Stop me if you think you've heard this one before. A Biogen neurodegenerative disease prospect has failed a pivotal study, but the Big Biotech has latched onto biomarker data and “trends favoring” the treatment as it heads into talks with the FDA. Will it be enough to get the candidate to market?

The drug this time around is tofersen, an antisense prospect licensed from Ionis Pharmaceuticals, and the indication is a subset of amyotrophic lateral sclerosis (ALS). With only a tiny fraction of ALS patients having the genetic mutations targeted by tofersen, the financial stakes for Biogen are much lower than with Aduhelm, with Jefferies analysts putting peak sales at up to $300 million. However, there are echoes of that saga in the tofersen readout.

Biogen ran the 108-subject clinical trial to show whether tofersen improves the functional status of ALS patients compared to placebo. Tofersen failed that test.
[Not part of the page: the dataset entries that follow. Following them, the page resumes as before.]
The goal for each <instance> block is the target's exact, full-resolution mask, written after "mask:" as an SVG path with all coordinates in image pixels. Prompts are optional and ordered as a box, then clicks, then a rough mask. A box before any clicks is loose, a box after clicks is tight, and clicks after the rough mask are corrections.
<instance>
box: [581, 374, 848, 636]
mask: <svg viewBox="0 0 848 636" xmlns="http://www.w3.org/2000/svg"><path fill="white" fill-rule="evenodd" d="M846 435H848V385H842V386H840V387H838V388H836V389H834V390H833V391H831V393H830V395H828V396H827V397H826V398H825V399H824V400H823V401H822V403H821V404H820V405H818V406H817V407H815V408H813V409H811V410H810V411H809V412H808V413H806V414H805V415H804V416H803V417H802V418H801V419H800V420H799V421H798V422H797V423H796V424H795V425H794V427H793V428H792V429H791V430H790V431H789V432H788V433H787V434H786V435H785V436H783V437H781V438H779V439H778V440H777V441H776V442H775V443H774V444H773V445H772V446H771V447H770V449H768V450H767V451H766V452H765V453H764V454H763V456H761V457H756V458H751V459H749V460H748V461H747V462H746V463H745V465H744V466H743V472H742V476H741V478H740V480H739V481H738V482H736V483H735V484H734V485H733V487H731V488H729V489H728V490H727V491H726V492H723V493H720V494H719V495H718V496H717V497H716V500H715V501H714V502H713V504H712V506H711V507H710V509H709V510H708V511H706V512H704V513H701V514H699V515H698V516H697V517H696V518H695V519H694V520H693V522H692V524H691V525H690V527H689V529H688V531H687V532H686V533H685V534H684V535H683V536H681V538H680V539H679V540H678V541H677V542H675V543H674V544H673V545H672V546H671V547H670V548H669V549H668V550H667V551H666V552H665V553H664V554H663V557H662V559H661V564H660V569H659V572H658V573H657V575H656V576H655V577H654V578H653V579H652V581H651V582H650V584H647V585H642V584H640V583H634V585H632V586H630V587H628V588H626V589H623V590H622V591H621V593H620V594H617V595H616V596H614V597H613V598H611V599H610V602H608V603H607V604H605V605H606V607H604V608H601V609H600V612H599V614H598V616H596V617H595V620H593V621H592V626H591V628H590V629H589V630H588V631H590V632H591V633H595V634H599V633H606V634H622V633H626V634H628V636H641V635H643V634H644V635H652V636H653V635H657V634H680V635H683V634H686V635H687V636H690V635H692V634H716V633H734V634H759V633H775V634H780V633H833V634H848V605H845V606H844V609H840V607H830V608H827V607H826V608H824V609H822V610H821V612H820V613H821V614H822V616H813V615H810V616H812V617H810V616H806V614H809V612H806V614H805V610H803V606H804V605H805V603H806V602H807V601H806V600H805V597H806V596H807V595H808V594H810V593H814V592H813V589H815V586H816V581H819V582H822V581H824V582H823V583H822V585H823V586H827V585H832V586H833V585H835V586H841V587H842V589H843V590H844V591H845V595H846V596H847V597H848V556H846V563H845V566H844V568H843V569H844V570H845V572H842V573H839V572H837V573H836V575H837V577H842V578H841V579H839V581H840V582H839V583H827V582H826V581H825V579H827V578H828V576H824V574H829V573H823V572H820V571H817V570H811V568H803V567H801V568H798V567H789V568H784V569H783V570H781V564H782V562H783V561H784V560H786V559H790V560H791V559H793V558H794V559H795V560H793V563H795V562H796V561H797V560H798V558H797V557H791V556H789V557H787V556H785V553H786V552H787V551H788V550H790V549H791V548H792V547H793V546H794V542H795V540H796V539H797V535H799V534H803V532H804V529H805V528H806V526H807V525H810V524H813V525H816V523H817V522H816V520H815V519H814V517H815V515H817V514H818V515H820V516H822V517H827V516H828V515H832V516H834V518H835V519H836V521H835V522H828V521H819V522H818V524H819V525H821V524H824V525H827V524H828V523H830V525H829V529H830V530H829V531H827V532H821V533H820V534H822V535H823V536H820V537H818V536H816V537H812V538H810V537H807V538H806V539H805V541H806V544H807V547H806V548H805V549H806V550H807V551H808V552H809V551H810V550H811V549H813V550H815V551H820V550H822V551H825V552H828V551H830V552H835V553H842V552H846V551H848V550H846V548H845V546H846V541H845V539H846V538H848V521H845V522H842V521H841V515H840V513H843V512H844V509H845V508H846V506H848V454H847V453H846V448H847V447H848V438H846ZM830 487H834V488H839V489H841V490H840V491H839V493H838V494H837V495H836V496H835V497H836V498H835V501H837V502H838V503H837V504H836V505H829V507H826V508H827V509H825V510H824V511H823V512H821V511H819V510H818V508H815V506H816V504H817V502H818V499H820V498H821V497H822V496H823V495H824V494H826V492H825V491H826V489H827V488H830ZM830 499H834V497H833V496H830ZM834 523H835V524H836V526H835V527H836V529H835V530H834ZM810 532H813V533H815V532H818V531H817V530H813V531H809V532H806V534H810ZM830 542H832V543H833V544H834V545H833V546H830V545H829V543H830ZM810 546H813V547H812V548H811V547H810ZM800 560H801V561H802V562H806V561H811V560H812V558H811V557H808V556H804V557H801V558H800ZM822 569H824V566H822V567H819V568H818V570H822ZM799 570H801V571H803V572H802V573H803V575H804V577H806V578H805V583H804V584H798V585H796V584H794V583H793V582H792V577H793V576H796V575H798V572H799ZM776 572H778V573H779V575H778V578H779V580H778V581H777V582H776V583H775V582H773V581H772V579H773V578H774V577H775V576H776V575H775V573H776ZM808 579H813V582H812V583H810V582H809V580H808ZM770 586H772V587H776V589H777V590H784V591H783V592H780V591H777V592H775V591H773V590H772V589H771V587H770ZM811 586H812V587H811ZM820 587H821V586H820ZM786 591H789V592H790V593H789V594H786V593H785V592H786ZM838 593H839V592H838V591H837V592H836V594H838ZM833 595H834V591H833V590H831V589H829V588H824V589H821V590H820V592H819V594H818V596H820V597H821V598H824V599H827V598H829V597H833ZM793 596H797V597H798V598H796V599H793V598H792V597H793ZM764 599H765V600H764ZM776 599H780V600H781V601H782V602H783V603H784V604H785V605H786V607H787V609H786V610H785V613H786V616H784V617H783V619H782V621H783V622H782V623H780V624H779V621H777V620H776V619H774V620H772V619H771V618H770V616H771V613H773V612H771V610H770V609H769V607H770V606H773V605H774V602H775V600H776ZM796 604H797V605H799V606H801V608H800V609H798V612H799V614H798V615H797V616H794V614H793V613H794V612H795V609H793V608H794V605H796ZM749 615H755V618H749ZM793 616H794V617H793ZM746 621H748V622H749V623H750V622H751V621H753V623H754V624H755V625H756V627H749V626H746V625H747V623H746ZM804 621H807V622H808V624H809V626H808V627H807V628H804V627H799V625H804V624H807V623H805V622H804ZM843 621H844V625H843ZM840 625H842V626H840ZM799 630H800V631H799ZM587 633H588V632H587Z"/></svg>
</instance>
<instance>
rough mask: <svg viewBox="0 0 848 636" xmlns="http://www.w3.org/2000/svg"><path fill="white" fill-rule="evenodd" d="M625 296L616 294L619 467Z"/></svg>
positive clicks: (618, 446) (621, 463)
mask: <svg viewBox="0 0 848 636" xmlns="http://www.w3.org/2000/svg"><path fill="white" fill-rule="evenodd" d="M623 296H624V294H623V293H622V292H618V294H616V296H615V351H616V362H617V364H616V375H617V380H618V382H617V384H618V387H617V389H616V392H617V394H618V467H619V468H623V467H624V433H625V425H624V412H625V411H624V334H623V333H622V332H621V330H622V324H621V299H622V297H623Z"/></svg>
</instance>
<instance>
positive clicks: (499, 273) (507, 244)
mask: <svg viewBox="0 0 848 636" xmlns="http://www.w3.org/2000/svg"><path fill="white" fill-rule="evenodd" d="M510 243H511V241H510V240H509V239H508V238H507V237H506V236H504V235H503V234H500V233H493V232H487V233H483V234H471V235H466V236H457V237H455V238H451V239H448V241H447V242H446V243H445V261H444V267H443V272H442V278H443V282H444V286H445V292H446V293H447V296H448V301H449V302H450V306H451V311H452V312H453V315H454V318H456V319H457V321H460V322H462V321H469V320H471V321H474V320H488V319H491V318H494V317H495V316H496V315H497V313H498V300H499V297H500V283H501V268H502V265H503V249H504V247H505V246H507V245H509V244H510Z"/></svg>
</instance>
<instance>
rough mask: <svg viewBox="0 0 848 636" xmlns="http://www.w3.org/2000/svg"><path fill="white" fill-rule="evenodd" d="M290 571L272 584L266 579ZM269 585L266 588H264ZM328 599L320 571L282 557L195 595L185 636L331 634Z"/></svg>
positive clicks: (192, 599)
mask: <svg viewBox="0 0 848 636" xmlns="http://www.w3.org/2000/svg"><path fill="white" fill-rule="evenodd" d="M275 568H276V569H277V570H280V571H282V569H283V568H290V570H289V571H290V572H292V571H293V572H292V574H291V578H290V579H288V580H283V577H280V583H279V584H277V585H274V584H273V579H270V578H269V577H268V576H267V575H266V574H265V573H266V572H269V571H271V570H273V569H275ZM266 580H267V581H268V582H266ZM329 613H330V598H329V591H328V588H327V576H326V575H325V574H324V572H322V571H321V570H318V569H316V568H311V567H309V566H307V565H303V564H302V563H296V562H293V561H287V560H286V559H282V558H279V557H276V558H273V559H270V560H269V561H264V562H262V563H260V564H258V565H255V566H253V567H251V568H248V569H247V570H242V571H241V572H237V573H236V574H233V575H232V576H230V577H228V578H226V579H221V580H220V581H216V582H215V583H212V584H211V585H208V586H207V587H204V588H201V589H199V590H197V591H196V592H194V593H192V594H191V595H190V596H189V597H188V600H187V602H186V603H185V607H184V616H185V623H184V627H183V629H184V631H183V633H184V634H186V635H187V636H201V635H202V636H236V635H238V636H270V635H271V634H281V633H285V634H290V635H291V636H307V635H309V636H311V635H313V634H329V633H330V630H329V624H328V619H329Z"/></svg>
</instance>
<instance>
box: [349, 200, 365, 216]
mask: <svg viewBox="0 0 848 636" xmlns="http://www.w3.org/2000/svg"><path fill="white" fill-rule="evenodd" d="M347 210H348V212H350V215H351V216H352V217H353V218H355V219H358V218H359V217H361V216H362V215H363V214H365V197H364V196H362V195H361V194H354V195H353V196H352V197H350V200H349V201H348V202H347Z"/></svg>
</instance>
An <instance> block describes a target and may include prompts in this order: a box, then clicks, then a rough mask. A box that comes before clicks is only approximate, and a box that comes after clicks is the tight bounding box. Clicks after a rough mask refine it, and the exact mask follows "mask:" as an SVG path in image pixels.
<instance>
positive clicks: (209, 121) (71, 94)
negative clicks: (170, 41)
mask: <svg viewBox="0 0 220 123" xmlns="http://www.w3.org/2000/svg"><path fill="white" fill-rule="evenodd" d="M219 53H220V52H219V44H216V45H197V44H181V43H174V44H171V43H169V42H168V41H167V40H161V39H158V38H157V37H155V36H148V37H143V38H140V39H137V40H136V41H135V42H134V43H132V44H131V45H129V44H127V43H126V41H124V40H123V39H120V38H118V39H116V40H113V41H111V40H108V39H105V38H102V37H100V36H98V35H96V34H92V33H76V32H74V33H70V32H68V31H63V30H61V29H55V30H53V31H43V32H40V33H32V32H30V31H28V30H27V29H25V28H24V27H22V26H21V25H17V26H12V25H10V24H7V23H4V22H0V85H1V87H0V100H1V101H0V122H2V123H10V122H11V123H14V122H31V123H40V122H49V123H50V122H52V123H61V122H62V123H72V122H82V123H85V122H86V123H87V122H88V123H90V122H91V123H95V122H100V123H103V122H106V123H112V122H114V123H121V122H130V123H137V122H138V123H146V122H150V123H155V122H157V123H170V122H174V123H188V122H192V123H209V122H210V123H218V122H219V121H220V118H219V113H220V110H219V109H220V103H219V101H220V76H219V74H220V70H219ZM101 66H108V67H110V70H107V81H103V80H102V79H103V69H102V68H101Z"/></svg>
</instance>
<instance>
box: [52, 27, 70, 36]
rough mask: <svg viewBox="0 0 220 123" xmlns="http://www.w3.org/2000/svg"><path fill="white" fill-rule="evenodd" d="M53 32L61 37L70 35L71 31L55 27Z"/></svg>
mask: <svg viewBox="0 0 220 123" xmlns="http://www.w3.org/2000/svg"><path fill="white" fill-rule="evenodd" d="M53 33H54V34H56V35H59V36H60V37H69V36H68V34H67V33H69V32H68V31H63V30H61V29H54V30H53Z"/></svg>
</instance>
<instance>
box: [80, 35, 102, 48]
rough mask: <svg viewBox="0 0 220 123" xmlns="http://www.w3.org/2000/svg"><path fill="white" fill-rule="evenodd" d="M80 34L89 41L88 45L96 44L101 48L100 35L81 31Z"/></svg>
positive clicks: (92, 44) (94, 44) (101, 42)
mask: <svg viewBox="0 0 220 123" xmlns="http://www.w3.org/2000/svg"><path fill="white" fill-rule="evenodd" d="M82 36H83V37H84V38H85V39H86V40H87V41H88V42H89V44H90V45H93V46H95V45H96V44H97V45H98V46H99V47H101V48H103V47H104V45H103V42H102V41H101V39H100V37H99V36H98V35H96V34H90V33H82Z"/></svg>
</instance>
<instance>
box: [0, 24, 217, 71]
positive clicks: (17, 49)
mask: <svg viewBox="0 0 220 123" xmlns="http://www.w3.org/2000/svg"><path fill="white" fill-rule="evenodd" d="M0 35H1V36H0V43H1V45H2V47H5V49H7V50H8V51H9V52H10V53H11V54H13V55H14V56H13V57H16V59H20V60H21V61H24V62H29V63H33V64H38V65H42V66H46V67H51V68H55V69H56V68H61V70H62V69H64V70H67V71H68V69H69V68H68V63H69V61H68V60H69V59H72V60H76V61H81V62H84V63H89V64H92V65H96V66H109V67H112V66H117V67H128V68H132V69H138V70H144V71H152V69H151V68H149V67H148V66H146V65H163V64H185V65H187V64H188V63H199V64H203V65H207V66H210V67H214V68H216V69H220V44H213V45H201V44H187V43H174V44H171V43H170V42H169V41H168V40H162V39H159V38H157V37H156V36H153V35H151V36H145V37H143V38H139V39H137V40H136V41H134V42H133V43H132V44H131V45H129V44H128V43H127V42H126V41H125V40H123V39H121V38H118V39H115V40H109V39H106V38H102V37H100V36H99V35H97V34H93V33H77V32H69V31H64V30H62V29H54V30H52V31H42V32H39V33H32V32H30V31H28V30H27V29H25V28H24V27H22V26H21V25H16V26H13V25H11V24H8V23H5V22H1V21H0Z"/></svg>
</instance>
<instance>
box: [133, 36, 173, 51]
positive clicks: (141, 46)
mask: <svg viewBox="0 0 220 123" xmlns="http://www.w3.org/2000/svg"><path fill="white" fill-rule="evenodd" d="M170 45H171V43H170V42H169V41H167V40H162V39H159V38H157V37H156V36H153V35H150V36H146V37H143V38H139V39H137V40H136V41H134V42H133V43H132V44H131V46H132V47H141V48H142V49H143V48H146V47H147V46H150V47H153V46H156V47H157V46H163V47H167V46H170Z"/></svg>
In 60 patients with rapid disease progression, tofersen was no better than placebo, causing the study to miss its primary endpoint with a p-value of 0.97. 

While the study missed its primary endpoint, Biogen pointed to other measures to make the case for tofersen. The clinical trial linked the antisense prospect to changes in SOD1, suggesting it stops the production of the protein as intended. Biogen also highlighted changes in plasma neurofilament light chain, a potential marker of neuronal degeneration, as evidence of efficacy.

RELATED: Biogen to offer early access to ALS drug starting in July

Beyond those two secondary endpoints, Biogen presented trends favoring tofersen in patients with rapid disease progression, including on measures of respiratory function, muscle strength and a set of patient-reported outcomes. Biogen said integrated data from an ongoing open-label extension study reinforced the signs of efficacy in the pivotal clinical trial.

Armed with the data, Biogen is “actively engaging with regulators” to determine the next steps. In the interim, Biogen is also expanding its early access program to enable patients with SOD1-ALS to get tofersen free of charge. Biogen may revise or stop early access “if a clear path forward for tofersen is not established, or if another controlled trial is required by regulators,” pointing to a belief that the failed phase 3 may be enough to get tofersen to market. Some analysts are unconvinced. 

“Although we could point towards perhaps placebo not performing as badly as we expected, the data was difficult to interpret given the small magnitude of change over 28 weeks. Tofersen did seem to exhibit a "trend" where data were cut in various ways (i.e. early vs delayed tofersen start, baseline NFL) but this likely won't be enough to support a BLA,” Jefferies analysts wrote in a note to investors.

Safety will be a focal point if Biogen does try to seek approval on the grounds that signs of efficacy are enough given the unmet medical need. Almost 5% of patients on tofersen in the pivotal and extension trials suffered neurologic events, including two cases of inflammation of the spinal cord.